A cloud of stolen and invented facts
14 Iulie 2016 Lasă un comentariu
The New Jonah Lehrer: More Honest, More Boring, Still Spreading Bunk By Daniel Engber
ICYMI: Lehrer fabricated quotes from Bob Dylan as well as other people; he embellished stories and distorted facts; he plagiarized a lot. Of his three best-selling books, two—Imagine and How We Decide—were deemed so flawed as to be taken out of print. But now he’s back, a better man. Lehrer’s new book has been double-checked, with references for every detail. Where possible, he says, he ran the scientific findings he describes by the researchers who made them. “A few simple procedures,” his introduction promises, will “prevent these mistakes from happening again.”
So, what’s a Jonah Lehrer book without the fibs and cheats? It’s just like every other Jonah Lehrer book, but less fun to read.
A Book About Love doesn’t waver from its author’s standard blueprint.
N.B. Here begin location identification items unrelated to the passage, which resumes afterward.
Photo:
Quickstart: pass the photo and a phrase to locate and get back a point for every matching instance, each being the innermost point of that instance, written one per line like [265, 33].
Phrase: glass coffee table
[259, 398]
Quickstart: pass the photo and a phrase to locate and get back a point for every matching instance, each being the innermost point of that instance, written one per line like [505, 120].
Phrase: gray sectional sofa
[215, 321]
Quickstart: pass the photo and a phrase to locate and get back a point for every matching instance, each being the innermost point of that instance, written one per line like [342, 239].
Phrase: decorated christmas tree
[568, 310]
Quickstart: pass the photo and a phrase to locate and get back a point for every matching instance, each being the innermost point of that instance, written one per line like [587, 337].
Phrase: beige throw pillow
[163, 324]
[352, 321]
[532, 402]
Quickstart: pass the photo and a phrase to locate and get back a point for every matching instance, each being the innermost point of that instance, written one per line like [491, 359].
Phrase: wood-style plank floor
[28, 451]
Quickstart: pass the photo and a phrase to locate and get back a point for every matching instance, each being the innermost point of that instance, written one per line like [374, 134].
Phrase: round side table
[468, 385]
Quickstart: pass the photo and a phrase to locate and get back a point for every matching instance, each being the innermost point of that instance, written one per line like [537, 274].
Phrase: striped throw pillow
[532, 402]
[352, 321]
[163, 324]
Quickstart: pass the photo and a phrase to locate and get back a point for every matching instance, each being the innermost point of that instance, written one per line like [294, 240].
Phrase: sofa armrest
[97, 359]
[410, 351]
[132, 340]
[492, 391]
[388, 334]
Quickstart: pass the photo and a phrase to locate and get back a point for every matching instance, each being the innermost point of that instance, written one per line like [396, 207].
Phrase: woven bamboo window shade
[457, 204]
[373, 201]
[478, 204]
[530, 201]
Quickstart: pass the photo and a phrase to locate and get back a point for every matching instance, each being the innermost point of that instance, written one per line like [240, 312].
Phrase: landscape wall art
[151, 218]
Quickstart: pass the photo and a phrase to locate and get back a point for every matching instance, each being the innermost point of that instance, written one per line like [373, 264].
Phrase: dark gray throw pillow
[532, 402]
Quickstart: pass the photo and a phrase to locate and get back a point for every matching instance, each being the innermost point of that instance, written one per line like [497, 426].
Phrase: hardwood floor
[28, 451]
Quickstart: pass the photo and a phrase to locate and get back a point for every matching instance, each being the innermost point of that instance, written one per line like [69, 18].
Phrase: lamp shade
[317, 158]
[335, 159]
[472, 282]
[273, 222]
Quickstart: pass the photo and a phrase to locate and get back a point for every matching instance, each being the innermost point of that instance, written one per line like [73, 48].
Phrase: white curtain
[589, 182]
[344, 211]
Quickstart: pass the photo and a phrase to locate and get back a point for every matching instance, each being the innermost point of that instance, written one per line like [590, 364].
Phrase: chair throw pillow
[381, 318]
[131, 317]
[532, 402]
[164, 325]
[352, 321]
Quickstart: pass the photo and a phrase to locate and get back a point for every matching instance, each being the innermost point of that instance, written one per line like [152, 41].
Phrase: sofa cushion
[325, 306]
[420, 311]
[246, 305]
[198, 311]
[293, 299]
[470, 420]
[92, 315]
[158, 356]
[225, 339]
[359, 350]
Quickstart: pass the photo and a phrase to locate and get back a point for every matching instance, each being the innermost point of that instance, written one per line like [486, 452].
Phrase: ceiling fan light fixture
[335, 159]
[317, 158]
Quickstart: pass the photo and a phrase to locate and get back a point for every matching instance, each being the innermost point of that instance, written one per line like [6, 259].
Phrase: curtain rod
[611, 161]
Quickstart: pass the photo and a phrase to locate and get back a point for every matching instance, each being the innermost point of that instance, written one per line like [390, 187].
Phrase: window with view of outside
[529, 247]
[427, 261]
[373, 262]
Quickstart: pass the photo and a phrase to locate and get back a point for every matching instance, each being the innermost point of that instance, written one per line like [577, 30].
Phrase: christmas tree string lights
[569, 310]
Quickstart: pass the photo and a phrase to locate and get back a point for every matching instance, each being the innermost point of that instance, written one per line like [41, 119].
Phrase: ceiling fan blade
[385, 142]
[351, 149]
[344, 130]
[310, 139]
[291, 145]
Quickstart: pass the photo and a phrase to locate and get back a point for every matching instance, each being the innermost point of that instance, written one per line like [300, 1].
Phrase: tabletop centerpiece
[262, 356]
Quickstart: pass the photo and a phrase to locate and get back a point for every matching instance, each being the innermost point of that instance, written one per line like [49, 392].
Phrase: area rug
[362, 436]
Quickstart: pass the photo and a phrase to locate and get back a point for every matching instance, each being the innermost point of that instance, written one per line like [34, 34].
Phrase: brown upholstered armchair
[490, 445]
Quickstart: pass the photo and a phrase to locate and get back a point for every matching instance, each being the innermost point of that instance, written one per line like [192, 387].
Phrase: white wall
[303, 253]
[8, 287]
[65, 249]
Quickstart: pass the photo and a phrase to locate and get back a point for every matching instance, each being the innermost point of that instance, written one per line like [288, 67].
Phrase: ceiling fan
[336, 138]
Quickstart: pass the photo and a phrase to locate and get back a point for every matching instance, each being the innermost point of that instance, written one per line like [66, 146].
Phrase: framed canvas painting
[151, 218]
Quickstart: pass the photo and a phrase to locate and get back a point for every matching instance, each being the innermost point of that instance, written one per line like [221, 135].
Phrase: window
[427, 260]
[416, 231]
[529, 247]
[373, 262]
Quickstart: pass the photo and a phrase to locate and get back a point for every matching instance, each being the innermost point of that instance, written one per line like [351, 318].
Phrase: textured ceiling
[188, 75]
First ask a straw-man question (“is love really make-believe?”), then tell a famous story (“a boy goes to a party … his name is Romeo”), relate it to some data from an aging academic (“a spry 80-year-old” who “talks slowly, always pausing thoughtfully”), and finish with a platitude (“our lives become the sum of everyone we have loved”). Repeat, repeat, repeat.
In the bad old days of Evil Jonah Lehrer, this template sometimes had a bit of buoyancy. A cloud of stolen and invented facts would float around a gripping anecdote—like Tom Brady’s final scoring drive in the 2002 Super Bowl—and imbue the scene with unearned drama. Now his method’s made of lead. Good Jonah Lehrer wants to soar again, but without recourse to his former, irresponsible panache, the book remains a dull concatenation of research studies and the bromides they inspire.